I am trying to find out if pork is white meat or red meat? secondly what is difference between white meat and red meat?


Dear Anil: Pork is a white meat not only in terms of color, but more importantly because it is a lean meat that is low in fat and calories. Over the past 20 years, the efforts of America's pork producers have resulted in pork with 31% less fat and 14% less calories. In fact, eight cuts of pork have less fat than the skinless chicken thigh. Pork's lean cuts fit into any meal plan -- they are easy to prepare and perfect for any occasion.

Pork is identified in the food animal arena as a "red meat". However, the term "white meat" comes from the very successful advertising campaign of the National Pork Producers Council (NPPC) on " PORK: The Other White Meat." Please see the following URL for further information and or e-mail NPPC at pork@nppc.org http://otherwhitemeat.com/default.asp?m=home http://otherwhitemeat.com/default.asp?m=lnk


The Pork. The Other White Meat® promotion, launched in 1987 by the National Pork Producers Council on behalf of the pork industry, is widely recognized as one of the most successful efforts of its type. It has repositioned pork in the mind of consumers and has given pork what amounts to brand-name recognition. Market research indicates that 87 percent of consumers now perceive pork as "the Other White Meat."

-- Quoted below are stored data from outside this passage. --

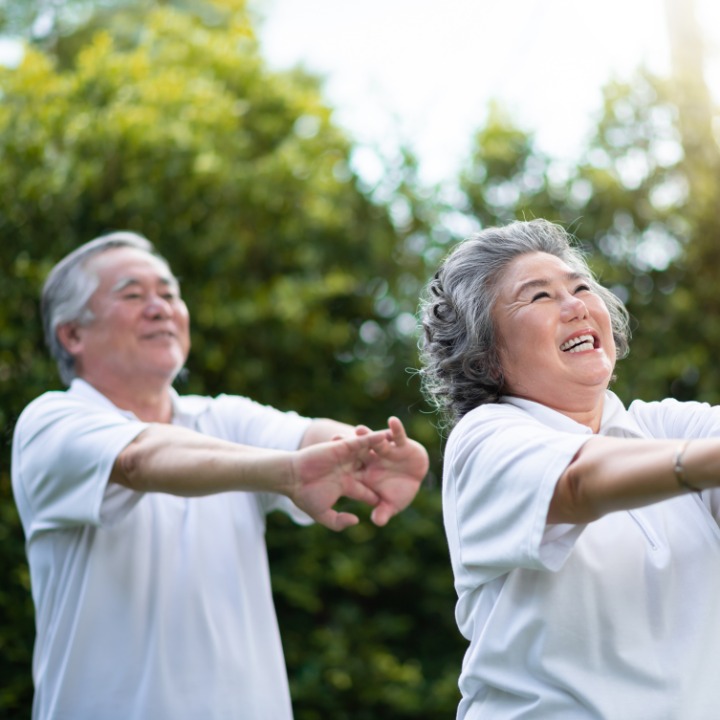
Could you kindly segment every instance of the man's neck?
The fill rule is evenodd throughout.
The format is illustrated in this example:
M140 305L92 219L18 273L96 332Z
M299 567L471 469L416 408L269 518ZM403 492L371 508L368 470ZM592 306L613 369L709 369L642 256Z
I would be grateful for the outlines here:
M133 381L108 382L97 378L83 377L83 380L104 395L121 410L128 410L143 422L169 423L172 420L173 405L170 383L149 383Z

Following is a copy of a news release from NPPC about "The Other White Meat" campaign: Pork. The Other White Meat® campaign driving positive attitudes More U.S. consumers have favorable opinions of pork in recent years thanks, in part, to the producer-funded Pork. The Other White Meat® advertising and promotion campaign. The survey found that the 87 percent of Americans who have seen or heard about pork through the industry’s Pork. The Other White Meat advertising, public relations, retail and foodservice efforts are much more likely to think favorably about pork in all areas, from taste to nutritional value. Eighty percent of consumers aware of the campaign also reported they would most likely be eating pork within the next month, compared to 60 percent of consumers unaware of the pork campaign. Fifty-six percent of consumers surveyed this year have a favorable opinion of pork, up from 47 percent in 1993. Among consumers who are aware of the checkoff-funded Pork. The Other White Meat campaign, favorable opinions were almost 60 percent. Consumer attitudes and usage of pork, beef and chicken were measured using a Meat Attitude and Usage Tracker Survey.

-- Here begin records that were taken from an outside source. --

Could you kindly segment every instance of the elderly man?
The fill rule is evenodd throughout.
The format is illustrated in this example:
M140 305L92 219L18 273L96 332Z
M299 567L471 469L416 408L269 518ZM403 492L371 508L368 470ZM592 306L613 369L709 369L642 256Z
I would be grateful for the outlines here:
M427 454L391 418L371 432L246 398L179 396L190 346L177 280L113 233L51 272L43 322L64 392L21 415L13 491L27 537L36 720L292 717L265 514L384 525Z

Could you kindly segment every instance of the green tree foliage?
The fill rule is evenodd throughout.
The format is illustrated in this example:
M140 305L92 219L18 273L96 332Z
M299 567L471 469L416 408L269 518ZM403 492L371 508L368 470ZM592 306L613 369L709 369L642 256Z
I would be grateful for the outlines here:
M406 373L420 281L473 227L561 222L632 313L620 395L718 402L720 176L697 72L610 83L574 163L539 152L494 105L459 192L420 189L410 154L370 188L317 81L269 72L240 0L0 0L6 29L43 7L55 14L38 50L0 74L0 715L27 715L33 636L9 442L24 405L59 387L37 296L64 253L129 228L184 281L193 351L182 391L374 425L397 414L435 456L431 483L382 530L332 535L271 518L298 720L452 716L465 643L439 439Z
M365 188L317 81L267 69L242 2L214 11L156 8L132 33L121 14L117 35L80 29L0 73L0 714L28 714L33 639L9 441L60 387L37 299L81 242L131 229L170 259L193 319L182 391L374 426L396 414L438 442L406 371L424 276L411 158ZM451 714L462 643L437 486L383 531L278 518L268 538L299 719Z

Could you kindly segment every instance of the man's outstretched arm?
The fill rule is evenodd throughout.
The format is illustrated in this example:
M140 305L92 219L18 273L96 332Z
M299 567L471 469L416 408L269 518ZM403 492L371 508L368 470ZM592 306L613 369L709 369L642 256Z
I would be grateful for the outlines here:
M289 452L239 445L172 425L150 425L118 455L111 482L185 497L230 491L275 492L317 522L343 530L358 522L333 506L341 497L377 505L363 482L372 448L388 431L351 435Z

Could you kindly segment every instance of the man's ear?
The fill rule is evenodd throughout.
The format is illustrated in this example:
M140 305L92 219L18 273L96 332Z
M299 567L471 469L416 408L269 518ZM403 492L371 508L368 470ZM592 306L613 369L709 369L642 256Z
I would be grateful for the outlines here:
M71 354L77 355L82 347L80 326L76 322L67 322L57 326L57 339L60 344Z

"The Pork. The Other White Meat campaign was a bold move by the U.S. pork industry when it was launched in 1987," said Steve Schmeichel, a producer from Hurley, S.D., and chair of the producer-driven Demand Enhancement Committee. "These survey results reinforce why pork producers continue to use Pork. The Other White Meat as the cornerstone for our marketing and advertising programs." In 1999, $20.9 million, 57 percent of the national pork checkoff dollars, were invested in domestic demand enhancement programs. USDA is forecasting U.S. pork consumption for 1999 at 53.9 pounds per person, 1.3 pounds higher than last year and the highest per capita consumption since 1981. Pork's overall consumer favorable rating of 56 percent is up from 54 percent taken in May 1998. The survey also found that beef's favorable rating increased from 64 to 67 percent this year while chicken remained unchanged at 84 percent. "Results of this survey will help the U.S. pork industry target future communications efforts and narrow that gap by emphasizing pork’s key area of appeal to consumers: being a lean, white meat that is something different from their usual routine," said Schmeichel. The Meat Attitude and Usage Tracker telephone survey, funded by the pork checkoff, surveyed 1,000 consumers between the ages of 25 and 70.